By ROBERT PIERCE
On July 13, 1900, Paul Woods, J.W. Berryman and J.E. George teamed up to establish the Liberal State Bank.
Three years later, that bank would become the First National Bank, and this year, Liberal’s first banking center is celebrating 110 years in the community.
When the bank began, its capital stock was $5,000 with a surplus of another $5,000. By the end of 1900, the deposits had reached a total of nearly $42,000, with total loans of nearly $41,000.
FNB’s first location was in a small building in the 200 block of North Kansas. After succeeding moves, in 1960, the bank moved to a location at 324 N. Kansas. This location would include Liberal’s first drive-up banking facility.
In 2008, the bank would once again find a new home at its present location at 1700 N. Lincoln.
Tina Call, who came on board with FNB in 2002 as a chief financial officer, became president in 2006, and she contributes the bank’s staying power to what she called its greatest assets – its employees.
“We have several that have been here 25 to 30 years,” she said. “I’d say half a dozen have been here that long. Our employees have always been our greatest assets. When you know the people you’re dealing with, especially these days in a bank, and when you’re familiar with those people and you’re comfortable with those people, it helps tremendously.”
The Winger family, including former FNB president Melvin Winger, purchased the bank in 1975 and have been in place as the owners since. Call said this has likewise contributed greatly to the success of the bank.
“The philosophies and the standards that are owners have set haven’t changed,” she said. “The goals have always been to serve our community and to serve our customers, and we’ve been able to do that with our employees and with our ownership.”
Call illustrated the help the Winger family, who bought interest in the bank from the heirs of J.E. George, the bank’s first president, has provided by showing that since 1975, the bank has expanded throughout Liberal as well as into other area communities.
“Right now, we have a branch on the south side,” she said. “We have a branch downtown, our main branch, the Wal-Mart location and Hugoton.”
Call said, however, at the moment there are no plans to expand outside of the bank’s immediate territory.
“We’re part of a holding company,” she said. “We cover the southwest corner of Kansas. Our holding company has Johnson, Syracuse, Elkhart, Rolla and Garden City.
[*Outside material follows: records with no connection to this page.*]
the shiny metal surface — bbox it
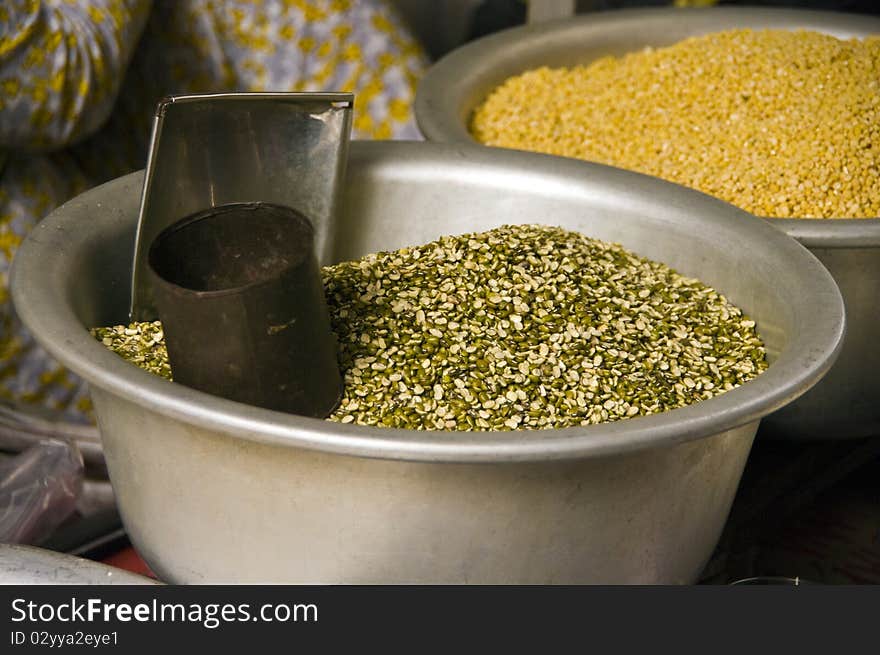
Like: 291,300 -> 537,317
760,232 -> 880,440
131,93 -> 353,321
0,544 -> 159,585
415,7 -> 880,440
10,142 -> 844,583
729,576 -> 811,586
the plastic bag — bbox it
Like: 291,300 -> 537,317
0,439 -> 83,544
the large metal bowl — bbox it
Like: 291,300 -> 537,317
10,142 -> 843,584
415,7 -> 880,440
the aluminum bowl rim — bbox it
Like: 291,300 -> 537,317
10,142 -> 845,463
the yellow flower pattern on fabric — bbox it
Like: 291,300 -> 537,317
0,0 -> 151,149
130,0 -> 427,140
1,0 -> 152,421
1,0 -> 428,424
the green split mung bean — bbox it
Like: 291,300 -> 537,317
92,224 -> 767,431
92,321 -> 171,379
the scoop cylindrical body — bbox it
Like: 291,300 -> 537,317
147,202 -> 342,417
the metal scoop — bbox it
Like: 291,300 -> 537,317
130,92 -> 353,321
129,92 -> 352,416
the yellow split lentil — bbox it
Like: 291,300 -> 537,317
471,29 -> 880,219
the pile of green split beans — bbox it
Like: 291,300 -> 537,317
93,224 -> 768,431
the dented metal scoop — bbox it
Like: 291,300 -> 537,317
130,93 -> 352,416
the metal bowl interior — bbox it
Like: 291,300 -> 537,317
10,141 -> 844,462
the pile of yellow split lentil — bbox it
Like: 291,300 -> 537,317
471,29 -> 880,218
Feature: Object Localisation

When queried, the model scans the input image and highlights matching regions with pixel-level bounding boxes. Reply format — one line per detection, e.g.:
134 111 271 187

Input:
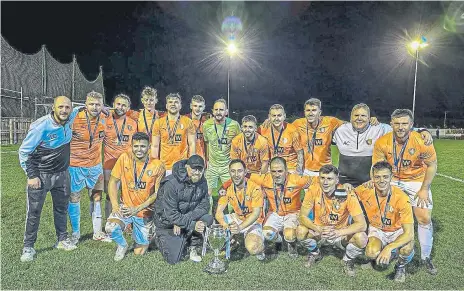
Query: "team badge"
388 205 394 213
408 148 415 155
147 170 153 177
319 127 326 133
334 200 340 210
287 187 294 192
366 139 372 145
245 195 251 201
127 125 132 131
180 124 184 130
283 138 288 144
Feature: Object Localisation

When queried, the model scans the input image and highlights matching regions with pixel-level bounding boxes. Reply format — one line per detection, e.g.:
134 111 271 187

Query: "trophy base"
204 258 227 274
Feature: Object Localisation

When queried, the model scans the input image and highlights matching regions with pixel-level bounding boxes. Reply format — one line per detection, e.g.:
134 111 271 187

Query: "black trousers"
23 170 70 248
155 214 213 264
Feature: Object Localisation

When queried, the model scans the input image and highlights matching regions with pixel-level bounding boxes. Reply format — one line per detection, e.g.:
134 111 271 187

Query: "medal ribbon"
85 111 101 149
112 114 126 145
133 156 149 190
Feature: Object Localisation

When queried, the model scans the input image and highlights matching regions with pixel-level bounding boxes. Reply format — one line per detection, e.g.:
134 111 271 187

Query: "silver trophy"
203 224 227 274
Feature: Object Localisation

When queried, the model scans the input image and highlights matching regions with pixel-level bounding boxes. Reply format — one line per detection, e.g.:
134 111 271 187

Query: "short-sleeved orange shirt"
185 113 210 160
231 133 270 173
258 122 302 171
103 113 138 170
355 185 414 232
152 115 195 170
292 116 344 171
249 173 314 216
302 184 363 229
70 110 106 167
372 131 437 182
111 152 165 218
218 179 264 223
137 109 165 139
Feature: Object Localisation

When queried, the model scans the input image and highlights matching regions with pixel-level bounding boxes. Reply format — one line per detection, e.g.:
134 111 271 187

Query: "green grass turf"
1 140 464 289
That was the goal of our holding company to cover this territory.”
In addition to its employees, Call said FNB said the customer service they provide is also its strongest asset.
“We have a high standard for the way we operate,” she said. “We don’t fall into trends. We maintain that high standard, and I think that’s given us the stability that we’ve needed over the years to be able to continue to grow.”
Call noted the growth of FNB since 1900 from that original $10,000 investment to today’s numbers of $20 million in capital and assets of nearly $235 million. She said when the Winger family purchased the bank in 1975, the assets were around $25 million.
“They’ve just maintained the stability and have been a stable part and the reason behind our ability to continue to grow,” she said. “We’ve had about 25 to 30 percent growth just over the last four years. We’re very pleased.”
Call said she is looking forward to the future of FNB.
“We’ve been here for two years,” she said of the location on North Lincoln. “We’ve settled in now, and we’re here for the next 110 years. Hopefully, the building will last another 110 years.”